Tina stood before her friend. “Shade, who is going to pay for all these?” She spread her hands. “I am beautiful. I’ve got a great body. Someone should step up and start paying for it.”
“Do you really want to settle down?” Shade asked.
“Of course not. This pregnancy is my ticket out of poverty.”
“Your ticket out of poverty? I see.” Shade said.
“No Shade, you don’t see. You don’t see at all. Do you know how much I suffered in the UK before I got my passport? Do you know what I had to endure from men? I am done with all that. Someone has to pay for my comfort.”
“But those men were not responsible for the choices you made. I told you to get a degree while you were there but you decided you wanted to be a fashion designer and move with the high and mighty in the society. That life has disappointed you and now you blame the men who accepted your offer of money for pleasure?Tina, don’t blame them, blame yourself.”
Tina was about to reply her friend when her phone rang. She listened for a few seconds and an angry frown covered her face.
“Shade, you have to leave.”
“Are you serious? Why?” Shade asked her friend.
Tina started arranging the room. She threw the empty can of beer in the waste paper basket and put her shoes in the wardrobe.
“Tina, what’s going on?”
Tina didn’t answer. She changed into a pair of jeans shorts and a white sheer blouse. She sat down before the dressing mirror, applied some make-up and wore some perfume.
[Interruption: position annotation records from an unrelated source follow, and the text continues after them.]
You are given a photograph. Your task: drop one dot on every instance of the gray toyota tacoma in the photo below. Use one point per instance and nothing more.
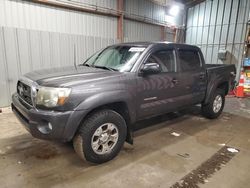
(96, 104)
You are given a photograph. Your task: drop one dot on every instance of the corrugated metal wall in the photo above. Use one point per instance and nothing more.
(136, 31)
(219, 24)
(33, 16)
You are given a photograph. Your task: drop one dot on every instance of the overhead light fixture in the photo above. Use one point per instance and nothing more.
(174, 10)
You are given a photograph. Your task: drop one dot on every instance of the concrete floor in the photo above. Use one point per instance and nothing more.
(157, 158)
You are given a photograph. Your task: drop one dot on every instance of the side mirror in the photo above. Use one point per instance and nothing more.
(151, 68)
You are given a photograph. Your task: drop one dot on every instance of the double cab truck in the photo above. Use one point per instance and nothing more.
(96, 103)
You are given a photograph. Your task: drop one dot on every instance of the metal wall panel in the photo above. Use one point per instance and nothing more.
(149, 9)
(219, 24)
(134, 31)
(28, 15)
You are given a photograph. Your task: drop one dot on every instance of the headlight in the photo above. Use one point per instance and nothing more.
(51, 97)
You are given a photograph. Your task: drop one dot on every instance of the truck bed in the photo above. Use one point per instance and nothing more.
(220, 73)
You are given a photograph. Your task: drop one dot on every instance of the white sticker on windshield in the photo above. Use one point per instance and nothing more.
(136, 49)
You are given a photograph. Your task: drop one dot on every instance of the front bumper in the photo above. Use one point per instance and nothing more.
(63, 124)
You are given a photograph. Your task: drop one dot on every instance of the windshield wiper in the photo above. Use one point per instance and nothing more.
(103, 67)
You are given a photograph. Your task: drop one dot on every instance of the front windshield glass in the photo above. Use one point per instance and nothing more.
(119, 58)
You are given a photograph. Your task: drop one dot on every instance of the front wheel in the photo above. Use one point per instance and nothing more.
(101, 136)
(215, 106)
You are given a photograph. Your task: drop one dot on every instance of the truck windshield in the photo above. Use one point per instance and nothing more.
(116, 58)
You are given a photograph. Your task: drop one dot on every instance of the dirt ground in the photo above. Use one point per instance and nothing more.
(175, 150)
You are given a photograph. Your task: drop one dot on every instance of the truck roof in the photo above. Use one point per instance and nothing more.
(146, 43)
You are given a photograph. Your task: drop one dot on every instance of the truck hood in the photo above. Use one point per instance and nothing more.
(69, 76)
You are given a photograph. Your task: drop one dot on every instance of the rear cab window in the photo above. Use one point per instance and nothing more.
(189, 60)
(165, 58)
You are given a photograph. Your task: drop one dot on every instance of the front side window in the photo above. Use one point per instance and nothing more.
(119, 58)
(165, 58)
(189, 60)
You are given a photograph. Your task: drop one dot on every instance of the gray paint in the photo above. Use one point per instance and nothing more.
(219, 24)
(91, 88)
(23, 50)
(35, 36)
There was a discreet knock on the door.
They both looked at the door.
“Are you expecting someone?” Shade asked.
“Yes.” She picked up the tea cups from the floor and arranged them on the table.
“Who is it?”
“Why didn’t you tell me?”
“I told you to leave but you wouldn’t listen.”
“No, why didn’t you tell me it was Dayo?”
“It wasn’t important.”
The knock came again.
“Won’t you get the door?” Shade asked.
Tina looked at herself again in the mirror.
“How do I look?” She asked her friend.
“Good,”Tina smiled and reached for the door.